Johann Huß. Oratorium von Prof. Dr. A. Zeune, componirt von Dr. C. Löwe. Werk 82 [Kreisig 110]

[Auszug]

<IV,178> Wir freuen uns der Thätigkeit des geistvollen Mannes, von der uns obiges Werk wieder Zeugniß gibt. Sein neues Oratorium reiht sich in seiner Tendenz den früheren derartigen Compositionen Löwe's an; es ist, schon vom Dichter, nicht für die Kirche gedacht und hält sich, für den Concertsaal passend oder auch bei musikfestlicher Gelegenheit wohl anzubringen, zwischen Oper und Oratorium. Wir haben noch kein gutes Wort für diese Mittelgattung; bei geistlicher Oper denkt man an etwas anderes, und dramatisches Oratorium trifft den Sinn auch nicht. Von mancher Seite ist sogar gegen die ganze Kunstgattung angestritten worden. Sollen der Musik aber Charaktere, eben wie Huß, Gutenberg, wie Luther, Winkelried und andere Glaubens- und Freiheitshelden, gänzlich entzogen bleiben, weil sie weder ganz für die Oper, noch ganz für die Kirche passen? Mir scheint, Löwe hat ein Verdienst um <IV,179> die Gattung, die wenn auch noch kein Epochen-Werk geliefert hat, doch auch noch nicht zu Ende gedacht ist. Das rein biblische Oratorium kann darunter nicht im geringsten leiden und wird auch immer seine Componisten finden. Aber wir wollen uns freuen, daß die Geschichte noch allerhand große Gestalten aufzuweisen hat, die sich die Musik nur anzueignen braucht, um nach einer neuen Seite hin zu wirken und sich auszusprechen. Von diesem Gedanken scheint auch Löwe auf das innigste durchdrungen zu sein, da er nicht abläßt, den früher betretenen Weg zu verfolgen. Und hat er darauf noch keine glänzenden Triumphe errungen, so schrecke ihn das nicht ab; es braucht nicht alles in der Welt gleich Furore zu machen und darf doch eines ehrenden Andenkens in der Kunstgeschichte gewiß sein. Das Verdienst, einen neuen Weg mit angebahnt zu haben, muß Löwe zugesprochen werden.

Hätte er's doch in der ersten Blüthe seiner Manneskraft gethan oder in der Zeit, der wir seine frischen kräftigen Balladen verdanken! Aber freilich, der Bildungsgang eines Künstlers läßt sich wohl hinterher erklären, vorher aber schwer lenken und vorausbestimmen. Zu stark wirken auch Leben und Verhältnisse oft ein. Aus dem Operncomponisten Händel wird ein Oratoriencomponist; Haydn, der Instrumentalist, gibt uns im Greisenalter seine "Schöpfung"; Mozart mitten in seinen Operntriumphen sein "Requiem". Mögen solche Erscheinungen auch im tieferen inneren Wesen der Künstler <IV,180> begründet sein, - Leben, Umgebung, Verhältnisse bringen sie oft erst zur Reife.

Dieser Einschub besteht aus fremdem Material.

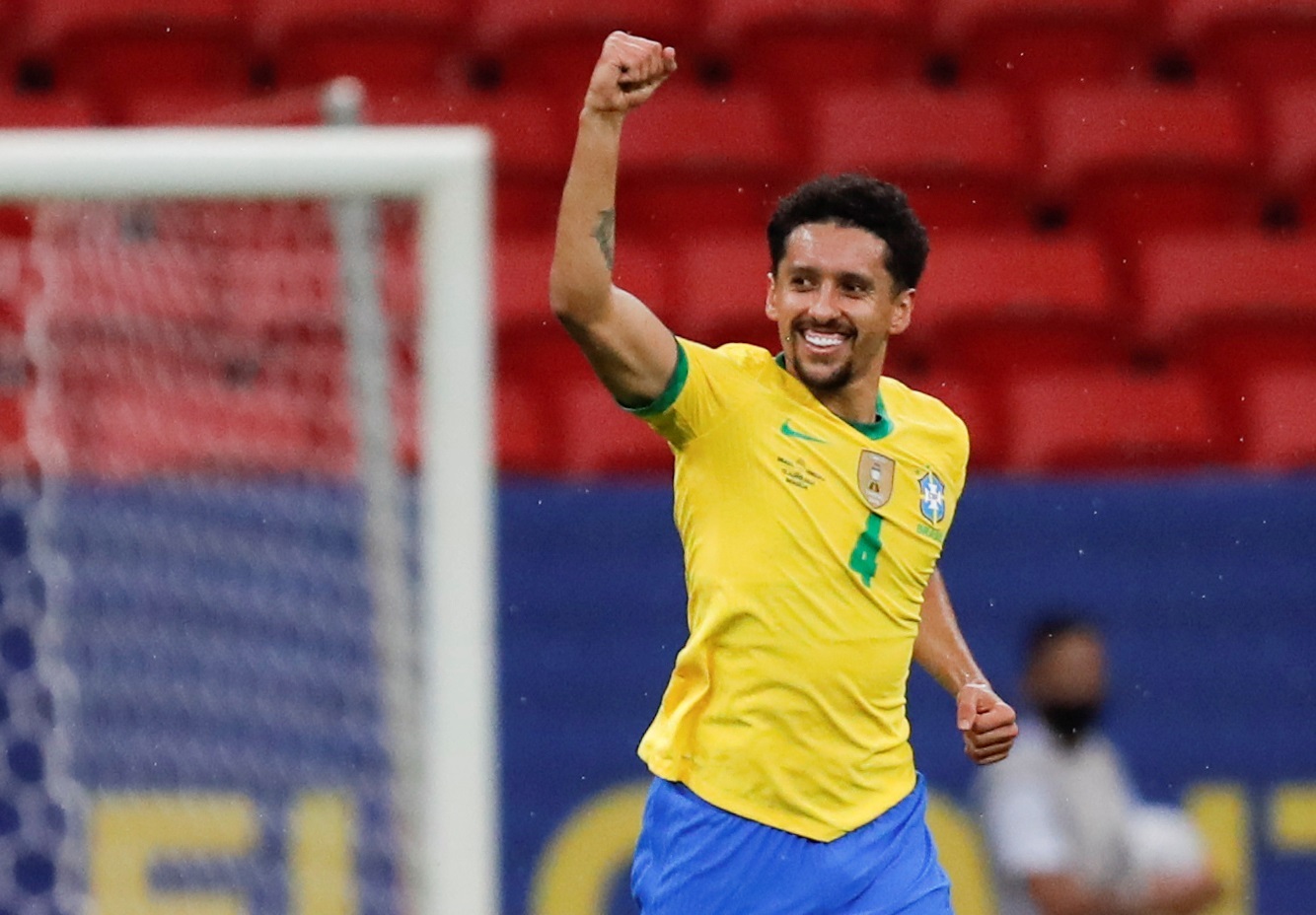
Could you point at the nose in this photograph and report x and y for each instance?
(826, 304)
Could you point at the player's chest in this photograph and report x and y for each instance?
(826, 468)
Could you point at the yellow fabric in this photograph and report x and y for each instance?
(787, 702)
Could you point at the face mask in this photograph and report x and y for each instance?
(1071, 721)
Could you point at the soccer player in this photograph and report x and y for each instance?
(1066, 831)
(812, 497)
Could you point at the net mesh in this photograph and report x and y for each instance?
(193, 702)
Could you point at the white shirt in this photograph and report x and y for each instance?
(1051, 808)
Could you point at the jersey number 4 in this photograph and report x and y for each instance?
(863, 558)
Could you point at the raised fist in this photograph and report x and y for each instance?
(627, 71)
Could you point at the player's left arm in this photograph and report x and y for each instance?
(985, 720)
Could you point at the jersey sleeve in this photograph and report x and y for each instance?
(705, 388)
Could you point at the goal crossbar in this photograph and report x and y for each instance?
(446, 172)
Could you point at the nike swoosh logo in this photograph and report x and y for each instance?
(788, 432)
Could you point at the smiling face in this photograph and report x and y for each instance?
(835, 307)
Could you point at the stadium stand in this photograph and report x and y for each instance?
(964, 156)
(1134, 161)
(794, 49)
(1036, 43)
(596, 438)
(1244, 41)
(1108, 418)
(1289, 114)
(1217, 283)
(976, 398)
(1237, 306)
(1087, 201)
(532, 133)
(1015, 302)
(1279, 424)
(387, 43)
(552, 43)
(114, 50)
(721, 287)
(704, 157)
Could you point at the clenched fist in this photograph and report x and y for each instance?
(629, 70)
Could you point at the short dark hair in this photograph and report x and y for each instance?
(859, 201)
(1053, 626)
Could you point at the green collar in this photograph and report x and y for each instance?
(881, 428)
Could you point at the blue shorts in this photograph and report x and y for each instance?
(694, 859)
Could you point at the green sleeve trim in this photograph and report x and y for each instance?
(673, 390)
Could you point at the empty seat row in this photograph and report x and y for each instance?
(1090, 418)
(1119, 157)
(136, 57)
(124, 410)
(980, 291)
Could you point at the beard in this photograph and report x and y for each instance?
(819, 377)
(824, 378)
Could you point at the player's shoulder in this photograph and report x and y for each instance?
(909, 405)
(740, 357)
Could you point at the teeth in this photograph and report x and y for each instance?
(819, 338)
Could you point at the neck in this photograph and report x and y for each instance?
(857, 400)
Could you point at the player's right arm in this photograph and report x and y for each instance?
(630, 350)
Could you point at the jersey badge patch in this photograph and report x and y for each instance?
(877, 479)
(932, 497)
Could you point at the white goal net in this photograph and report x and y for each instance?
(245, 535)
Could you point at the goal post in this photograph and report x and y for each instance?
(452, 863)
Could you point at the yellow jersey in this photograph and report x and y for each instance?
(808, 542)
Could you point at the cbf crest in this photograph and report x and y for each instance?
(932, 497)
(877, 479)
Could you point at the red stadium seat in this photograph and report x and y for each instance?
(521, 280)
(1108, 418)
(596, 437)
(124, 430)
(1291, 112)
(196, 106)
(1028, 43)
(1245, 39)
(1011, 303)
(721, 288)
(268, 290)
(1279, 424)
(798, 46)
(112, 49)
(961, 156)
(62, 109)
(1236, 304)
(523, 436)
(386, 43)
(532, 133)
(1132, 162)
(976, 398)
(552, 43)
(1216, 283)
(701, 158)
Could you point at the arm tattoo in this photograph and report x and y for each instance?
(606, 233)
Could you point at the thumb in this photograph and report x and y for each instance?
(966, 709)
(972, 700)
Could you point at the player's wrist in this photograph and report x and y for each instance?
(600, 114)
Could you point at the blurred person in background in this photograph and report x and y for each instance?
(812, 499)
(1066, 831)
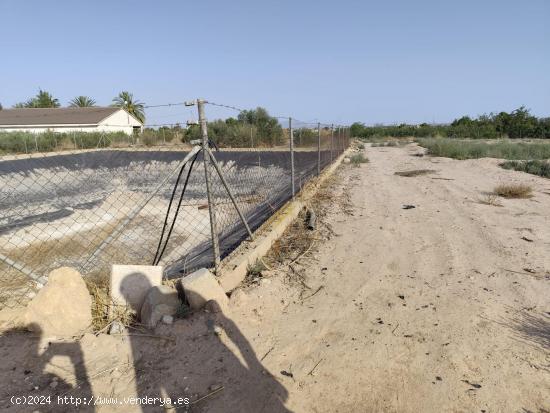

Löwe, um mich eines Bildes zu bedienen, ist frühzeitig auf ein einsames Eiland geworfen worden. Was draußen in der Welt vorgeht, kommt nur erzählungsweise zu seiner Kunde, wie umgekehrt die Welt nur selten von ihm hört. Zwar Löwe ist der König dieses Eilandes und baut es an und verschönert es, denn die Natur hat ihn mit dichterischen Kräften ausgerüstet. Größeren Einfluß aber auf den Gang der Weltbegebenheiten ausüben kann er nicht und will es vielleicht auch nicht.

So gehört denn Löwe beinahe zu den Verschollenen schon, trotz seiner regen fortgesetzten Productivität. Man singt wohl seine alten Balladen noch, und sein "Was ziehet und klinget die Straße herauf" ertönt noch aus der Kehle manches alten Burschen; aber seine späteren größeren Arbeiten sind kaum dem Namen nach bekannt geworden. Ungerechterweise, aber auch natürlicherweise. Und hier muß ich etwas aussprechen, was ich nur ungern thue, und möchte es mit dem Goethe'schen Wort einleiten: "Wer sich der Einsamkeit ergibt, ach, der ist bald allein."[1] Zu lang anhaltende Abgeschiedenheit von der Welt schadet dem Künstler zuletzt; er fängt da oft an sich in gewisse Formen und Manieren einzugewöhnen, bis er sich plötzlich bis zum Sonderling, zum Träumer festgefahren. So weit mag er sich noch ganz wohl befinden. Aber donnert ihm nun einmal eine öffentliche <IV,181> Stimme ein "Hab' acht, Freund" entgegen, so verfällt er in Grübeln, in Zweifeln an sich, und der Pedanterie gesellt sich gar noch der Unmuth, die Hypochondrie zu, dieser schädlichste Feind des Schaffens.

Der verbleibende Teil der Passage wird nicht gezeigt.